The Mortgage Bankers Association reported a 2.7% drop in total mortgage application volume for the week ending July 10, as the 30-year fixed rate climbed to its highest point in nearly a year. The average contract interest rate on conforming 30-year fixed mortgages climbed to 6.65%, its highest reading since August 2025, up from 6.58% the week before, with points also ticking up on loans carrying a 20% down payment. YourDailyAnalysis starts with what’s driving the rate move rather than the application decline itself: this isn’t a Fed-policy story, it traces back to a fuel-price uptick, which links the mortgage market directly to the same energy dynamics currently unsettling broader inflation data.

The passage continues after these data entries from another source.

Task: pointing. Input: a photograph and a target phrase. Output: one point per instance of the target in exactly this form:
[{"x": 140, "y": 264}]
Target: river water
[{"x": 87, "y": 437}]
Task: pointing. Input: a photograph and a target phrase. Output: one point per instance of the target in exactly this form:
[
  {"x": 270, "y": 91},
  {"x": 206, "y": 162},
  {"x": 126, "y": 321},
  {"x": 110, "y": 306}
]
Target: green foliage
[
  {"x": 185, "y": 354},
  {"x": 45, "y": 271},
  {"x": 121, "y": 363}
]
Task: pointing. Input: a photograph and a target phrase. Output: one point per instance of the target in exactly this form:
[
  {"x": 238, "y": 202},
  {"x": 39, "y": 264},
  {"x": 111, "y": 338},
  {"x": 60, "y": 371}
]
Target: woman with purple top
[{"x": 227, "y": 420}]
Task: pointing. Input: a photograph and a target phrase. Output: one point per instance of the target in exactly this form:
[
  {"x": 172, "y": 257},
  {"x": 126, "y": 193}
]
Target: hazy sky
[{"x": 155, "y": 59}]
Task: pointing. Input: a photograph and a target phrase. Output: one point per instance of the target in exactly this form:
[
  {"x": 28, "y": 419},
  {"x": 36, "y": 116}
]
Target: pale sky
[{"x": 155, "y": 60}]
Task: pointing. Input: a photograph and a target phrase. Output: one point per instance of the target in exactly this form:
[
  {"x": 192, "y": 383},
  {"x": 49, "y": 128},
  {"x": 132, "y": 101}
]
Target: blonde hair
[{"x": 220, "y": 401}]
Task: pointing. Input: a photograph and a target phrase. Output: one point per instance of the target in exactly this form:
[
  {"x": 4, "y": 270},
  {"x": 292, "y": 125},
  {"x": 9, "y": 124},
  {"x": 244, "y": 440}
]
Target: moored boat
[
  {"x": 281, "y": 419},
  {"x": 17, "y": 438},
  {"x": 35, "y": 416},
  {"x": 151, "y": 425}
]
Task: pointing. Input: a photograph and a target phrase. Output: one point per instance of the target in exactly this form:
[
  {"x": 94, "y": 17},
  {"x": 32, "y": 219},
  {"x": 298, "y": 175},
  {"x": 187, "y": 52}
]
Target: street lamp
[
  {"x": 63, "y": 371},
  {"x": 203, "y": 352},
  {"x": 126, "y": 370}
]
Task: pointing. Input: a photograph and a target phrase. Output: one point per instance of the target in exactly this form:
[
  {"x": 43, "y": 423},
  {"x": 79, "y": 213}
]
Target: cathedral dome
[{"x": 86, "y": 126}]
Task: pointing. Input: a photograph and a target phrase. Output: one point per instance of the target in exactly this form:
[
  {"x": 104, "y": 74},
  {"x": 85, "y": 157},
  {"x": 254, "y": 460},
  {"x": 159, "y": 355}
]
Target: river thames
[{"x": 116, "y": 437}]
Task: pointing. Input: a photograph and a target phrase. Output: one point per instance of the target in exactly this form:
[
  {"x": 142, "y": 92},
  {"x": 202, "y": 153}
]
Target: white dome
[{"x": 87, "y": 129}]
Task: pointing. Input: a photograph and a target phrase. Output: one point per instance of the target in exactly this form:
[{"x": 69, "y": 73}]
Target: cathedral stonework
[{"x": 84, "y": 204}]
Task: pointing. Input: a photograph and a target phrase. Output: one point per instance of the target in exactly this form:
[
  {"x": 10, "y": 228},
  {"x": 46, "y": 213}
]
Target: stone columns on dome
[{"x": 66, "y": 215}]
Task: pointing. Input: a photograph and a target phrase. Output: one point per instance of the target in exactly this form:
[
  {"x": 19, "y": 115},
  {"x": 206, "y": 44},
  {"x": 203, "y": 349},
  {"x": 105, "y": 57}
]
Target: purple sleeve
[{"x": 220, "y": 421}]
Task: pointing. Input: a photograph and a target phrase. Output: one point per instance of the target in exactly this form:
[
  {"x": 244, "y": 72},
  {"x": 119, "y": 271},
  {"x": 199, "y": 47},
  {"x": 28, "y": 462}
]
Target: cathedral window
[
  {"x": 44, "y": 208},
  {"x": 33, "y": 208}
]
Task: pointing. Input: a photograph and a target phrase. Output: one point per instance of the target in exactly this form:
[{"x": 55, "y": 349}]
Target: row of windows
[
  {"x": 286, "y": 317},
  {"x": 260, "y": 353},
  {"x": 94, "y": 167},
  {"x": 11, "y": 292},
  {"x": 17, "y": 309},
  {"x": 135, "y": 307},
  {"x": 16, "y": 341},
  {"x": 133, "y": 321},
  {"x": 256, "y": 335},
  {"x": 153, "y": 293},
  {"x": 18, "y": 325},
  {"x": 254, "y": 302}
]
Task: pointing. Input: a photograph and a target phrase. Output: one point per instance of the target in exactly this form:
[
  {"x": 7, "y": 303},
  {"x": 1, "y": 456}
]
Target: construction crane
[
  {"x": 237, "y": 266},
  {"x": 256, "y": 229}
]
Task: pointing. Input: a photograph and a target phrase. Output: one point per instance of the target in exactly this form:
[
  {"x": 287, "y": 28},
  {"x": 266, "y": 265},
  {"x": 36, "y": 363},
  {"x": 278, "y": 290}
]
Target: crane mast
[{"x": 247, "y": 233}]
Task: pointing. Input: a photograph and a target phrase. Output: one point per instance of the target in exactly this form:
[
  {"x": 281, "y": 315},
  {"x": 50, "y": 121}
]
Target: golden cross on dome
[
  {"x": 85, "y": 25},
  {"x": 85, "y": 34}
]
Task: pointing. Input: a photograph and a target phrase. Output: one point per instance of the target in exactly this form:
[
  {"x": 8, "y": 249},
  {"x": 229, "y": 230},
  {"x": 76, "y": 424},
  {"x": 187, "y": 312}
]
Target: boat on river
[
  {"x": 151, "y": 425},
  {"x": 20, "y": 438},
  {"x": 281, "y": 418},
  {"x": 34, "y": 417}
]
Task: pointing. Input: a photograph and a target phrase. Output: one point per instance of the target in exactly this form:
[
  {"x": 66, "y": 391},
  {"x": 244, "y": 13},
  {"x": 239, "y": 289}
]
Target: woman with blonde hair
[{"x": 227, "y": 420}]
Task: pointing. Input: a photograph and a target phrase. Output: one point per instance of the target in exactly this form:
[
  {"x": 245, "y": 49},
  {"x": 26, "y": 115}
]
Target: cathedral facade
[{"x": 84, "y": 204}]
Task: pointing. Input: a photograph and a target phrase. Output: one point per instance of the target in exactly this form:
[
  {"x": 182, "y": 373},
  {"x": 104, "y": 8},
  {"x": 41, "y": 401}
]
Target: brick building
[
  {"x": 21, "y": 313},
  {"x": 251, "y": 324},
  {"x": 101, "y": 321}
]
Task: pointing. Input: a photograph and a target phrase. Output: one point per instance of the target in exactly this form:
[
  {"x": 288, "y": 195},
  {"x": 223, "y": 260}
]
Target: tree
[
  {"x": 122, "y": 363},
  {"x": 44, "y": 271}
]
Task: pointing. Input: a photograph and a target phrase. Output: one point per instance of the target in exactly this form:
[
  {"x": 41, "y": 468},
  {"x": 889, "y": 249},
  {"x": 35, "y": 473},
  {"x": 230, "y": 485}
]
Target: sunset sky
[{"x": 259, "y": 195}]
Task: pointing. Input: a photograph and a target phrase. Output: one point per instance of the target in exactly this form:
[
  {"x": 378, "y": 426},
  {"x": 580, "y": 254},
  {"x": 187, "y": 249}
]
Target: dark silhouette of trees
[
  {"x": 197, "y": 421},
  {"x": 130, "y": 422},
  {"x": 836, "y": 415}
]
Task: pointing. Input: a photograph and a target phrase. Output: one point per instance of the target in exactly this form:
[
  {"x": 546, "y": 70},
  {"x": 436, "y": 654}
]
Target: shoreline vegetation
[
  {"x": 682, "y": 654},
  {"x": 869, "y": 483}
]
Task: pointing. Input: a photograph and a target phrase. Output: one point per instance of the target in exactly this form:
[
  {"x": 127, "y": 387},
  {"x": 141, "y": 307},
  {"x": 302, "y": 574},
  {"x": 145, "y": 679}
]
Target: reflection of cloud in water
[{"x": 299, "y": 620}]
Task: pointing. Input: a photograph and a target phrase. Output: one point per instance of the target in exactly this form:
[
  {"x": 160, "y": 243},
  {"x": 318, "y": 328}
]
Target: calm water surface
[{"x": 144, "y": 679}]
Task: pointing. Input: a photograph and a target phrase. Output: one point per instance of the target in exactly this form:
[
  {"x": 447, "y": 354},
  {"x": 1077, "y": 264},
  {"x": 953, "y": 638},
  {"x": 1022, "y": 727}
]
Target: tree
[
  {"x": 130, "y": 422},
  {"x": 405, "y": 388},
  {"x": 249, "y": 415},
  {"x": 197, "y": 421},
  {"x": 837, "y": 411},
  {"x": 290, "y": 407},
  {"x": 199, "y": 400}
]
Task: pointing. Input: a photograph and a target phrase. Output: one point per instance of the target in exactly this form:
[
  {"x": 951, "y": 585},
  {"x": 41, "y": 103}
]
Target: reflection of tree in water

The purchase-versus-refinance split tells a more nuanced story than the headline decline suggests. Purchase mortgage applications slipped 7% week over week and trailed the comparable period from a year earlier by 2%, while refinance applications moved in the opposite direction, rising 4% for the week and running 7% above the same period a year ago; refinances accounted for 43.2% of all mortgage applications, up from 40.6% the week before, with FHA refinance applications up 9% and VA refinance applications up 10%. YourDailyAnalysis reads that divergence as evidence of two different populations responding to rates in opposite ways: prospective buyers are pulling back as borrowing costs rise, while existing homeowners with older, higher-rate loans are apparently finding refinancing attractive even at 6.65%, presumably because their original mortgage carried an even higher rate.

The stated reason for the rate spike is specific and traces to the same Middle East-driven energy dynamics affecting broader inflation readings. Matthew Graham, chief operating officer at Mortgage News Daily, attributed the recent spike partly to an uptick in fuel prices in July: “We were already in a high range and the uptick in fuel prices simply gave rates a push,” Graham said, noting that rates moved higher still at the start of this week before pulling back after an inflation reading came in lower than expected. That framing connects directly to the same energy-price volatility driving this week’s PPI and CPI reports – mortgage rates, PPI, and CPI are all currently being pushed around by the same underlying oil-market disruption tied to the renewed Iran conflict, rather than by three separate, unrelated forces.

The affordability backdrop these rate moves are landing on is already strained, which amplifies their practical impact on buyers. Prospective buyers continue to face a difficult market, squeezed by elevated home prices and a thin supply of affordable listings; even a modest weekly rate increase from 6.58% to 6.65% is landing on a market where buyers already have little room to absorb additional borrowing-cost pressure without being priced out entirely.

The historical parallel within this same year is instructive for how quickly conditions can shift back and forth. The 30-year rate previously reached its highest level since August 2025 during the week ending May 28, when overall application volume fell 8.5% and refinance applications dropped 18%; rates then eased before climbing again in recent weeks, with the week ending July 3 showing a 2.2% decline in total application volume at a 30-year fixed rate of 6.58%, the same level that prevailed heading into last week’s increase. Your Daily Analysis notes that this back-and-forth pattern, rates spiking, easing, then spiking again within a matter of weeks, reflects a mortgage market currently more sensitive to short-term geopolitical and energy shocks than to any stable, gradually evolving rate trend.

Watch next week’s application data for whether the pullback that followed Tuesday’s softer-than-expected inflation reading holds, or whether the ongoing Iran conflict and its effect on fuel prices push 30-year rates further above 6.65%. YourDailyAnalysis views the refinance share of applications as the more telling number to track going forward, since a continued climb in that share alongside falling purchase applications would confirm the mortgage market is increasingly being driven by existing homeowners managing rate risk rather than by new-buyer demand.